Monitoring Software Reduces Scrap
Staff -- Semiconductor International, 2/1/2002
Cimetrix Inc. (Salt Lake City) and Motorola (Schaumburg, Ill.) announced that Manufacturing Pulse with Cimetrix's GEM Host Manager has passed a new milestone, with connections to more than 1500 surface-mount technology (SMT) machines. These machines are located in 14 different factories worldwide. Manufacturing Pulse has demonstrated reductions in scrap and critical process variation by 30 and 50%, respectively, and increases in capital equipment utilization of 30%.
Motorola has been using Manufacturing Pulse with Cimetrix's GEM Host Manager internally since March 2000. This monitoring software was developed to improve the overall throughput of Motorola's own SMT lines. Motorola released Manufacturing Pulse to the public in June 2001.

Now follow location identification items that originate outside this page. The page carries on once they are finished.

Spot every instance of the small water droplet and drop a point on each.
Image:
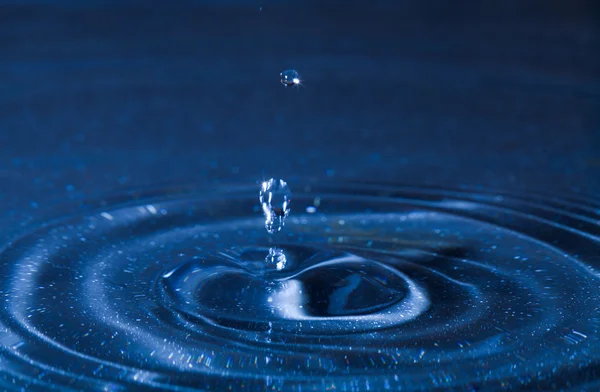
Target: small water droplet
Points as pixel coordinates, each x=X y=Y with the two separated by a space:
x=277 y=258
x=290 y=78
x=275 y=198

According to the companies, without management software, SMT placement equipment machines reject ~1% of the components during assembly. The machines' feeders, nozzles and cameras experience a variety of technical problems daily, which go unreported. Also, SMT discrete processing lines experience frequent equipment bottlenecks and poorly balanced process flow, causing SMT lines to perform significantly below maximum potential. Due to the lack of a cohesive multi-tool reporting system, component scrap and underutilization of SMT placement equipment has been invisible to management, especially in a mixed-line environment. Manufacturing Pulse fills the need for a robust, flexible equipment monitor that works on all SMT equipment vendors' machines to provide real-time, shop-floor information to the entire organization.